Fig. 2. Histopathological findings. (a) Haematoxylin-eosin stain (magnification ×250): lymphocytic and histiocytic (yellow arrows) infiltrate scattered between and around collagen bundles and around blood vessels with no multinucleated giant cells in an interstitial and diffuse pattern in the dermis. (b) Immunohistochemical CD163 stain (magnification ×250): interstitial and diffuse positive histiocytes.
The clinical presentation of this patient was atypical for GA, with large erythematous papulous plaques with an active border, involving a large skin surface. The lack of annular disposition was particularly puzzling; nevertheless, non-annular lesions are usual in the generalized variety of GA (1, 2). The diagnosis of multicentric reticulohistiocytosis (MRH) could also have been suspected because of concomitant polyarthritis and association with tumoural syndrome. Indeed, this rare systemic inflammatory granulomatous disease is characterized by cutaneous papulonodules and severe and rapidly progressive polyarthritis, with association with various malignancies in up to 25% of cases (3). Nevertheless, the classical MRH histopathological findings, i.e. infiltrate of histiocytic prominent multinucleated giant cells with eosinophilic “ground-glass” cytoplasm (4), were not observed in our patient’s biopsies. The association in this case of polyarthritis was also puzzling, with a strong parallel evolution of skin and joints symptoms, leading us to consider, together with the rich interstitial histiocytic infiltrate observed in the dermis, the diagnosis of interstitial granulomatous dermatitis (IGD). Nevertheless, other histopathological characteristics of IGD were not observed. The histiocytic infiltrate involved the whole height of the dermis, including the papillary dermis, while it involves only the middle and deep dermis in IGD. Moreover, the collections of histiocytes were scattered homogeneously between and around collagen bundles, and around blood vessels, while focal areas of palisading around necrotic collagen fibres are seen in IGD. Altogether, these key histopathological characteristics favoured the diagnosis of the diffuse interstitial pattern of GA (5, 6). The occurrence of arthritis has indeed been described in generalized GA (2), while we cannot exclude that it was also part of a paraneoplastic syndrome, as reported in the course of several malignant neoplasms, including breast cancer (7, 8).

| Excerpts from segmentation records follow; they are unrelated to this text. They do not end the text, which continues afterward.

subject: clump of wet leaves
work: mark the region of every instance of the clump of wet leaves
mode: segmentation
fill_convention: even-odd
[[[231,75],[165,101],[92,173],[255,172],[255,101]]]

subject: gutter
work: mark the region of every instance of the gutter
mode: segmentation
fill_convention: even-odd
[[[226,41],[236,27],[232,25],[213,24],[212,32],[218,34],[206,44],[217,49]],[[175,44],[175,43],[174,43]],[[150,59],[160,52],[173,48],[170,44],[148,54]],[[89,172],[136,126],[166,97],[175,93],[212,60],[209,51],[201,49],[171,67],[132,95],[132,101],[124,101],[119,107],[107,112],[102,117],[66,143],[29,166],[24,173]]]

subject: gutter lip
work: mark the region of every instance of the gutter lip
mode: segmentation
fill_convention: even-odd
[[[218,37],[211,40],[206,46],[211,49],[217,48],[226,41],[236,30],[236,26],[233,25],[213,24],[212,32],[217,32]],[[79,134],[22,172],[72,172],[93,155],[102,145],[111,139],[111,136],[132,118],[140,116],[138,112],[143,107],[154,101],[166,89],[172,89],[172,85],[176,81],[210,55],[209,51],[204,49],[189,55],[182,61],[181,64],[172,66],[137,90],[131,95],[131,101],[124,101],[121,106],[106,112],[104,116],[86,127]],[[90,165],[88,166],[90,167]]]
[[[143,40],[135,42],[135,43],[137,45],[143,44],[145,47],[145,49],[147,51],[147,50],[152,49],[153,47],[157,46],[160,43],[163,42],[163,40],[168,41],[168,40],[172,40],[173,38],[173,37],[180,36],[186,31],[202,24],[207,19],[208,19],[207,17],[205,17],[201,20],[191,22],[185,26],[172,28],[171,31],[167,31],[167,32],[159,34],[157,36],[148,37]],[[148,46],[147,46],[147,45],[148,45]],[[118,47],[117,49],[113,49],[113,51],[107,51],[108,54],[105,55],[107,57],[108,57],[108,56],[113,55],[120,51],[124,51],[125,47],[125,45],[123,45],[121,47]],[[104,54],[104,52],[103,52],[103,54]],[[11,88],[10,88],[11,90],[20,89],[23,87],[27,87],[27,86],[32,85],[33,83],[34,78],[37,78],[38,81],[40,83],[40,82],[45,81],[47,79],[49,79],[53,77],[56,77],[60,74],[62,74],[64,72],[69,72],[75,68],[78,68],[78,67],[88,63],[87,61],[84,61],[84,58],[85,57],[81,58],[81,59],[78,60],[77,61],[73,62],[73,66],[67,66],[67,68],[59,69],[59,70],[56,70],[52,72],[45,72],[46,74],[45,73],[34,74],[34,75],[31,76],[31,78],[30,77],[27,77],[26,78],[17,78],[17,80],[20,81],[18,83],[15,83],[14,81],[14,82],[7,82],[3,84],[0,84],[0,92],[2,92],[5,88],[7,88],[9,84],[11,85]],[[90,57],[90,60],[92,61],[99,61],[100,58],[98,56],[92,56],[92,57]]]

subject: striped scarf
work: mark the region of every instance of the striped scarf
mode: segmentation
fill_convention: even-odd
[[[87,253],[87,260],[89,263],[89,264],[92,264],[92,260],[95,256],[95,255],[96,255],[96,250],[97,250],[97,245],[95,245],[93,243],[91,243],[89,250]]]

Regarding the underlying conditions presented by our patient, diabetes and dyslipidaemia are diseases widely reported to be associated with GA (1, 2, 9). Importantly, a few cases of GA associated with malignant neoplasms have also been described (10–12), more specifically in generalized GA (2, 13, 14). A previous case of a GA in a 52-year-old woman, preceding by one month the diagnosis of breast cancer, resolved 1 month after mastectomy and recurred 1 month before metastasis (12). While the wide variation in the time-span between cancer and GA occurrence reported in the literature usually does not suggest a causative relationship (2, 10, 15), the delay between the onset of GA and the discovery of breast cancer in our case, was short, and the treatment of the underlying malignancy resulted in regression of the dermatological and rheumatological disorder. Spontaneous resolution of GA can be expected, but is rarely observed in generalized GA (1, 2).
We report here a case of generalized interstitial GA associated with polyarthritis, with a strong suspicion of both manifestations being paraneoplastic.
The authors have no conflicts of interest to declare.